On the basis of a systematic accumulation of primary evidence, over a 15-year period, the book describes African trade policy behavior. Through the analysis of original data,
African Participation at the World Trade Organization: Legal and Institutional Aspects, 1995-2010 concludes that there is wide scope for improvement in African participation in the WTO. Based on the current transitions in the global economy, the author encourages African Members of the WTO to break from the "inertia of a special and differential exemption orientation", align the trade policy behavior of African Capitals with the Geneva "Frontline"; and, ensure adequacy of deployed resources to three core areas of WTO work: dispute settlement; administration of existing Agreements; and, multilateral negotiations.
Finally, the conclusion identifies a detailed and pragmatic roadmap for African policy makers to maximize the benefits of global trade integration and WTO Membership.
African Participation at the World Trade Organization: Legal and Institutional Aspects, 1995-2010 is a must read for anyone interested in the factors, motivations and explanations that have underpinned the behavior of African countries in the GATT/WTO system of trade rules.
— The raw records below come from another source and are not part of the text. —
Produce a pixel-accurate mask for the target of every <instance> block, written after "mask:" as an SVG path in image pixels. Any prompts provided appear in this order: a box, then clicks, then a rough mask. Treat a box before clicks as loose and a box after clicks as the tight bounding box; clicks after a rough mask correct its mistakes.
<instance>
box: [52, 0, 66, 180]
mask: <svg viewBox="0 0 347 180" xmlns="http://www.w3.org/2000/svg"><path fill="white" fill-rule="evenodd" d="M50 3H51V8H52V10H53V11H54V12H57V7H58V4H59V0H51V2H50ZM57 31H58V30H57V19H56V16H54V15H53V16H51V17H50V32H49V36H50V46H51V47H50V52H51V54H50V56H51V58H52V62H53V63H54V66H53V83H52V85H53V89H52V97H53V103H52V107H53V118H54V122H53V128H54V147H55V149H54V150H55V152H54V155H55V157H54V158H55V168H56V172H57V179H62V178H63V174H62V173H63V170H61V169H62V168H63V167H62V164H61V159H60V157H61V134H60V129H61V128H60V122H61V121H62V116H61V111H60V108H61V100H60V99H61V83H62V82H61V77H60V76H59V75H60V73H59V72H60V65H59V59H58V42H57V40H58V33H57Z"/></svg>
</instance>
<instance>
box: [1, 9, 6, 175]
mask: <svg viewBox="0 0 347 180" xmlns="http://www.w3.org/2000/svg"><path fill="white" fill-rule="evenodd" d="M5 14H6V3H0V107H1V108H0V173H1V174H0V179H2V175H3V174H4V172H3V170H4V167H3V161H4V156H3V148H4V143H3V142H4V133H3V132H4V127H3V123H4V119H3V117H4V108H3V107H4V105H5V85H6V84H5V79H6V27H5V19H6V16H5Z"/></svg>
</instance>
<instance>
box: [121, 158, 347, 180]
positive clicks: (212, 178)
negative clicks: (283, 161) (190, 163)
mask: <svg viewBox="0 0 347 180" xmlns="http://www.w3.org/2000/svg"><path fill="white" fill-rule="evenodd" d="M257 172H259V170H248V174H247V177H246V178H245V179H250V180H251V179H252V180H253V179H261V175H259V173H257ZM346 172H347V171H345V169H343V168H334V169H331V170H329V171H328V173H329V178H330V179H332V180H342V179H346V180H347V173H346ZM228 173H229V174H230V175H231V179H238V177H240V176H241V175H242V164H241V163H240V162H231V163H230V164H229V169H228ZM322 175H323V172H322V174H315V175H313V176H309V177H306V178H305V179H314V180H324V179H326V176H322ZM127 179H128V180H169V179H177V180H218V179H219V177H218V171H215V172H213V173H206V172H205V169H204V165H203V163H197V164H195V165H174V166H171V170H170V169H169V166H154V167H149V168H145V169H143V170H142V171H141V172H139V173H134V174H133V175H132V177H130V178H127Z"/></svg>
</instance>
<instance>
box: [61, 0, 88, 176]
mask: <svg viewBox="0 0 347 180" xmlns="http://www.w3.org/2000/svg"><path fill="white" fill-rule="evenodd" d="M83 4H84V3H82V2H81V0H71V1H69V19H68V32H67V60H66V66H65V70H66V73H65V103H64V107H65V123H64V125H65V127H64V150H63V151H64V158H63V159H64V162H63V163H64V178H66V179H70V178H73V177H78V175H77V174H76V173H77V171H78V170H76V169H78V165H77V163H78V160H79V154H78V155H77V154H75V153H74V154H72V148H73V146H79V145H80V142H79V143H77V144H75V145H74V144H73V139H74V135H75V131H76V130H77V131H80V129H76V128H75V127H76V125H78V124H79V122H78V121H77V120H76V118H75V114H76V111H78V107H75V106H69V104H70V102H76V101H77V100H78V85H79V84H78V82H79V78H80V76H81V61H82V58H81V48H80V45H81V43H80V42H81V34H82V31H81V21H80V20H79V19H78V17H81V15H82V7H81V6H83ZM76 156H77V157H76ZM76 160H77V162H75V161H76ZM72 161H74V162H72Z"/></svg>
Dr. Joan Apecu Laker is an Economic Affairs Officer in the Council and Trade Negotiations Committee Division of the World Trade Organisation, Geneva, Switzerland. Prior to that (1999-2004) she served in several capacities in the Uganda Law Reform Commission, including as a Senior Legal Officer in charge of Law Reform and Research, where she undertook law reform projects in several branches of the law. Dr. Apecu had an academic attachment with the Permanent Mission of Uganda to the United Nations and Other International Organisations in Geneva Switzerland. She has also been an Assistant lecturer in the Faculty of Law, Uganda Christian University Mukono. She holds a Masters of Law Degree (LLM), Cum Laude, in International Trade and Investment Law, from the universities of Pretoria (South Africa) and the Amsterdam Law School (The Netherlands), a postgraduate diploma in legal practice from the Law Development Centre in Uganda and a Bachelor of Laws degree from Makerere University in Uganda.
"The evidence that Laker has compiled is essential for anyone interested in how developing countries act in the WTO."